At least, I can't imagine memorising enough unique passphrases for all the user/host combinations I currently have.

I'm hoping there's some clever built-in or easily added (like keychain/agent) way to secure individual keys on the filesystem without excess complexity when using them.

The IdentifyFile directives actually work with ssh-agent - it will try the keys listed there first, using them via the agent if they're loaded. I use the same passphrase on all keys and load them into my agent all at once (when loading, the last passphrase you entered will be tried to decrypt each key).

Normally, the problem with having many keys in the agent is that a server you're logging into will boot you after supplying too many keys it doesn't accept, but this fixes that.

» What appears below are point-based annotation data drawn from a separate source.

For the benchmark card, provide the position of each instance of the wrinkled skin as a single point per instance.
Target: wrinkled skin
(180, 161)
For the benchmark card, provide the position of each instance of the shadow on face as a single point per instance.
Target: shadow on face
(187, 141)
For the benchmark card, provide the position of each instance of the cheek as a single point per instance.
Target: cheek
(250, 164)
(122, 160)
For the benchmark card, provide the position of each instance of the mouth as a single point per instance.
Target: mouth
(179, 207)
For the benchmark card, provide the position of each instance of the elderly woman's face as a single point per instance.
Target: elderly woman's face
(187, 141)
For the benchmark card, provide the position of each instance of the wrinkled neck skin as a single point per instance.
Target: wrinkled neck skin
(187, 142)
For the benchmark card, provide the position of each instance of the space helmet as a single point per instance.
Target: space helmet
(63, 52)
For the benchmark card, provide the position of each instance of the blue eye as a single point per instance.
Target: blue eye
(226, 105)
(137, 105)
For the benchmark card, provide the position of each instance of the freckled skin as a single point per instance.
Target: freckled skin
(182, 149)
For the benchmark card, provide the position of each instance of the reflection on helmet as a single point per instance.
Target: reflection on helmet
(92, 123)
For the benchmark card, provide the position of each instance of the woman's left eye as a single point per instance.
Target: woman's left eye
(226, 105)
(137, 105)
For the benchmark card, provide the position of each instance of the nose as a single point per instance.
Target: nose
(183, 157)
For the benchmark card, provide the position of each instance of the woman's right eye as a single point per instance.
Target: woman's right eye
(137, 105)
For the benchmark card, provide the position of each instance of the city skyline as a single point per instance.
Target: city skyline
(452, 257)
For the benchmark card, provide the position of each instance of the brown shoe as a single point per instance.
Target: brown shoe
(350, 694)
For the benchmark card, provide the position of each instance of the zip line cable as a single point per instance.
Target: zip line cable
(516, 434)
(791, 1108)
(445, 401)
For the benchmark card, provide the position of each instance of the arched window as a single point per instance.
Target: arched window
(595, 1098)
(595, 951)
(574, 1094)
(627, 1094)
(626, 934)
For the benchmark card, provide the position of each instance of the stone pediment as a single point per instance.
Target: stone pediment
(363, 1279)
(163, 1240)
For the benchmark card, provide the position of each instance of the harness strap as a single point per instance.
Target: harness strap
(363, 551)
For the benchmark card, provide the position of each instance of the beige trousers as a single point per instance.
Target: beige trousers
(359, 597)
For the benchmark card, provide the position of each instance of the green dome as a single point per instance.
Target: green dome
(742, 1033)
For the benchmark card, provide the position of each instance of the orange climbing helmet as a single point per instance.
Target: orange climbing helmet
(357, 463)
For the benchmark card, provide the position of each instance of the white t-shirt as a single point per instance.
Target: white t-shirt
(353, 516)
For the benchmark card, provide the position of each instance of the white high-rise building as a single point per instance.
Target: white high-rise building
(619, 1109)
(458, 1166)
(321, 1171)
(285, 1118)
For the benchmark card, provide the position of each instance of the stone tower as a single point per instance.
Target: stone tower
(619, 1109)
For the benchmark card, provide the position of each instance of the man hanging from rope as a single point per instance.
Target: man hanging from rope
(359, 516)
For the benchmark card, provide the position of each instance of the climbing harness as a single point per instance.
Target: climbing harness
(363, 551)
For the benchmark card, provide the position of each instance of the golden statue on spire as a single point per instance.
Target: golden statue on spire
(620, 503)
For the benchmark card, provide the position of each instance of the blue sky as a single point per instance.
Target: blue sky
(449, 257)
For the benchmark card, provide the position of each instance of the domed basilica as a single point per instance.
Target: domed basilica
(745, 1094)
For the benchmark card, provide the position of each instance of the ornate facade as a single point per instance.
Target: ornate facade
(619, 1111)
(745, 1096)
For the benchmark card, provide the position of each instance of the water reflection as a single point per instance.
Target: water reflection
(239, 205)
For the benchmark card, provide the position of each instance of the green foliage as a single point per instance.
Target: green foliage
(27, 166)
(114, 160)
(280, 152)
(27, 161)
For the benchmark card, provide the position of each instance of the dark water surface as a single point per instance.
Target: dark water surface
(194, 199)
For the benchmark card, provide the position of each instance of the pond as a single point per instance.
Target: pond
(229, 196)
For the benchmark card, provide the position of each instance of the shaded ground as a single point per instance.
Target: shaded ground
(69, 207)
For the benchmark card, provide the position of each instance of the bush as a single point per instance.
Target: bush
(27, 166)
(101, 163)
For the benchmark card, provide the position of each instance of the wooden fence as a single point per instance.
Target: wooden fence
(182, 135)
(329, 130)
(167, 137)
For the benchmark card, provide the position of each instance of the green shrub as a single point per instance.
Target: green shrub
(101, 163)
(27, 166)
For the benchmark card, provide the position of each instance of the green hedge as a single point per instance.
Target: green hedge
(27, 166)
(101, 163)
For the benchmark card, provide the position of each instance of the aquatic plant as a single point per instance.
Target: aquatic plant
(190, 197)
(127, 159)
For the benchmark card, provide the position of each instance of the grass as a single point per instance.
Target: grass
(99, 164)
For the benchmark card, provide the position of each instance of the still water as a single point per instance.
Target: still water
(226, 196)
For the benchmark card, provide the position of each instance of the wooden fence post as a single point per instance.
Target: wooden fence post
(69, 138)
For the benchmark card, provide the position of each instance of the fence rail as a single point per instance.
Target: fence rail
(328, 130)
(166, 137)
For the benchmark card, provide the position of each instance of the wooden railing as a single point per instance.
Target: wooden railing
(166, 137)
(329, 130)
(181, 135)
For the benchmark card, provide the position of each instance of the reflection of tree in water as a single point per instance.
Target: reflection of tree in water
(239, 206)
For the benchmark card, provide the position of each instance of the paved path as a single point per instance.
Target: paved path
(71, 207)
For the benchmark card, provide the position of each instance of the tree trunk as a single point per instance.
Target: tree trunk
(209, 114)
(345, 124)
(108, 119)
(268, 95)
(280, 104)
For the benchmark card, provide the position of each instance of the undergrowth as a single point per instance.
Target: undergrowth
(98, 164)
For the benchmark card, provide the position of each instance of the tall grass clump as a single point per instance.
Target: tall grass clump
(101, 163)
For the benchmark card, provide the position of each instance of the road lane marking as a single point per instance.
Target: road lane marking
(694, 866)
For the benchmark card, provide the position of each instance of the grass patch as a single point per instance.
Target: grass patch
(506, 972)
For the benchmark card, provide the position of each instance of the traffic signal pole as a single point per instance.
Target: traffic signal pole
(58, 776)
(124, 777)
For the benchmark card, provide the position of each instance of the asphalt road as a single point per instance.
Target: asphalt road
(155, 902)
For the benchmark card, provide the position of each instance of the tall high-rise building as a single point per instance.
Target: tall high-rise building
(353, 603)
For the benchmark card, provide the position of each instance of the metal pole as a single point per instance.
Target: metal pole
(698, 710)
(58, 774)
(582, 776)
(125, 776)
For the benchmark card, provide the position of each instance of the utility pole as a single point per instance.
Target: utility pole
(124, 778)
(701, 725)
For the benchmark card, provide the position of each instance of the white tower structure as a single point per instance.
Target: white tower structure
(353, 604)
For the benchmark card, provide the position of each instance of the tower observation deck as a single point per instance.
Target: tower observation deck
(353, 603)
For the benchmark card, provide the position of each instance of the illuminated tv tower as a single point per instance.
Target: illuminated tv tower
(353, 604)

This is the answer right here. Also it's wise to use different keys for different services, for the same reasons that you'd use different passwords.
When I share a password between two services, they get the plaintext password when I authenticate, so the first one can impersonate me in front of the second one. How does this apply to keys?
If you have one key, and use it for N services, compromising your key compromises N accounts. If you use one key per service, compromising a key only compromises one account.
If you have your N private keys all stored on the same device (such as side-by-side in your ~/.ssh/keys directory, as in ryan-c's example upthread), under what scenario would just one of those keys get compromised?

You only need one private key per device to be secure. The benefit of using separate keys per service is privacy - it prevents the various service providers from colluding to determine that you're a user of all the services (but if you're not careful you're probably leaking other information to them that would let them learn this anyways).

If you're not using passphrases on your keys, then yes they are locally wide open, much like a passwords.txt strategy for passwords. If you do passphrase them, the attacker now needs N passphrases. Perhaps you notice the keylogger before all passphrases get logged? There are probably more scenarios where N keys is strictly better than one, but that's the first that comes to mind.

I agree with the privacy aspect, it's that's the same point that the8472 made.

"perhaps you don't use password manager and you notice the keylogger halfway through" is a pretty unlikely scenario to motivate me to use a bunch of unique passphrases.

It's not "strictly better" when it hurts your ability to use and memorize strong passes.

Usability is part of security.

And unlike passwords the extra overhead of maintaining multiple keys is virtually frictionless.